Sgamo afferra il concetto.

Abitudini che avevi preso, e che ti facevano male, scompaiono. Altre che volevi instaurare, perché ti facevano bene, vengono sabotate.

L'amico di sempre, quello che consideravi finalmente davvero un fratello, si appella alle tradizioni incestuose delle famiglie regnanti di Game of Thrones e fa un ulteriore tentativo di diventare il diversivo nella tua travagliata vita sentimentale, e per l'ennesima volta prendi atto di avere allevato in seno, con sincero affetto, una persona le cui intenzioni non sono cattive ma nemmeno limpide. E lo sposti un po' più in là e continui a volergli bene, come a un fratello, sul serio,  ma smetti di dirgli come stai veramente, e ti senti un po' più sola.

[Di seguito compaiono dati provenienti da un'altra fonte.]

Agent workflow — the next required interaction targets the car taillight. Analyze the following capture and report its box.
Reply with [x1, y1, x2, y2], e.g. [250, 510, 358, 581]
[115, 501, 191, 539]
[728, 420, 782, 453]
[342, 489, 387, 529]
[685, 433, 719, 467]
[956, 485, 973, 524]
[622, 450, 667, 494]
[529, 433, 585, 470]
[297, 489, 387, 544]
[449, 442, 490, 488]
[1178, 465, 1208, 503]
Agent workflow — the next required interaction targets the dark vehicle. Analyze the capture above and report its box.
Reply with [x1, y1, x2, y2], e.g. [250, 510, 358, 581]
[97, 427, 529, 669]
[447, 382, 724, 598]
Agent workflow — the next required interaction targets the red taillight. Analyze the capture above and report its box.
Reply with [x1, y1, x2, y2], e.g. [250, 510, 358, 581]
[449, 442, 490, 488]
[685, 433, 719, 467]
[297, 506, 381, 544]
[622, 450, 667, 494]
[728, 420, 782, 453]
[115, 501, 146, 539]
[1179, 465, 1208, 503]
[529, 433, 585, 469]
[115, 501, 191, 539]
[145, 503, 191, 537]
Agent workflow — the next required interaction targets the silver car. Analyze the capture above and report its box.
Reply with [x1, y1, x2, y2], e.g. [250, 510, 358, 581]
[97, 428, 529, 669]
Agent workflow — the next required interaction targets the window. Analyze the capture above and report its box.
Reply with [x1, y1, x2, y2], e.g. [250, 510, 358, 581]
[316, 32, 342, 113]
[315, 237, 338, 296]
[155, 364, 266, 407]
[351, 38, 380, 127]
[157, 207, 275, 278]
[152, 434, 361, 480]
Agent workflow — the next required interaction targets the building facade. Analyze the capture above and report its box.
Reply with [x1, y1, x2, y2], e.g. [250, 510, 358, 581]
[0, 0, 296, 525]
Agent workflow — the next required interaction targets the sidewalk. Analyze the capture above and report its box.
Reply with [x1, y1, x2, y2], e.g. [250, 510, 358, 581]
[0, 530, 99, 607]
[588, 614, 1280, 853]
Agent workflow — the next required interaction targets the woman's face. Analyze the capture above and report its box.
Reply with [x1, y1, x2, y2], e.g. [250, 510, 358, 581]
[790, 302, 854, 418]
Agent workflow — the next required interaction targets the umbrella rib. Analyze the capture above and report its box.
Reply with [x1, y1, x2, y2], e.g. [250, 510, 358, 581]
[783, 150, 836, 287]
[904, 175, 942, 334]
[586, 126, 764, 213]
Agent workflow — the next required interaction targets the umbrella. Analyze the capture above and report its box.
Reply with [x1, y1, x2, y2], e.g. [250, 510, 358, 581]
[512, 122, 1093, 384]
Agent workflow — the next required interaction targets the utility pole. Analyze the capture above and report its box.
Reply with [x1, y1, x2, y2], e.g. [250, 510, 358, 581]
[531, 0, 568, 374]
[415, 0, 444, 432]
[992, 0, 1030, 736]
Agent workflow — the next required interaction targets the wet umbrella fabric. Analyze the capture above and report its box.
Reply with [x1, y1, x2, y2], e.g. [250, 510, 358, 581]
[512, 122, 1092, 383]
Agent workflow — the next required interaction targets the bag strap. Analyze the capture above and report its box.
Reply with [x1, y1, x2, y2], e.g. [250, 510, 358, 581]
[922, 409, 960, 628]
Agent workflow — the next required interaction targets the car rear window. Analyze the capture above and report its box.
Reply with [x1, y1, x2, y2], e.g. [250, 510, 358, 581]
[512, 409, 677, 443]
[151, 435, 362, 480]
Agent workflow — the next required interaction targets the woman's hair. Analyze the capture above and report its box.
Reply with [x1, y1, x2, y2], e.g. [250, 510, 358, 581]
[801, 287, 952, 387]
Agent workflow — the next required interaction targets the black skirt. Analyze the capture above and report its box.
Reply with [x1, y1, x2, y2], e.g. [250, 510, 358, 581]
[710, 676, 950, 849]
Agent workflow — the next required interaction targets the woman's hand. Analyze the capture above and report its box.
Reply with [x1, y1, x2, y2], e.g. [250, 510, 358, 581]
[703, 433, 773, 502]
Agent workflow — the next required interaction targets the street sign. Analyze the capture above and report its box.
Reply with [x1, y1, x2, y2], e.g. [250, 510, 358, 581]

Avevi programmato un bel Tibet da fare in tre o anche in quattro. La tua amica non ci verrà e tuo cugino nemmeno. Forse tua figlia, ma spiegarle come siete messi tu e l'Uomo ha fatto boomerang: non l'avevi mica pensato, che il tre è un numero maledetto e che di tre, uno si schiera sempre con uno degli altri due, e che non è mica detto che vada come fa comodo a te. Eppure la triangolazione padre madre figlia la conoscevi molto bene. Ma chissà. Credevi che fosse chiaro come l'acqua pura di un ruscello di montagna che ce la stavi mettendo tutta. Poi, dal di fuori, quel che sembra così chiaro dentro non si vede, ed è la storia della tua vita, che parli una lingua che capisci solo tu, per quello stavi per scappare via con qualcuno che, contrariamente a qualsiasi previsione, sembrava sapesse il tuo alfabeto più vero prima che tu potessi anche solo pensare una frase.

Il lavoro è sempre tanto e aiuta, e aiuta cambiare i mobili del salotto, e aiuta anche stare zitti perché si ha la tosse. E aiuta anche tossire fuori tutto lo sporco. L'inverno ha da passare, comunque, e poi. E poi?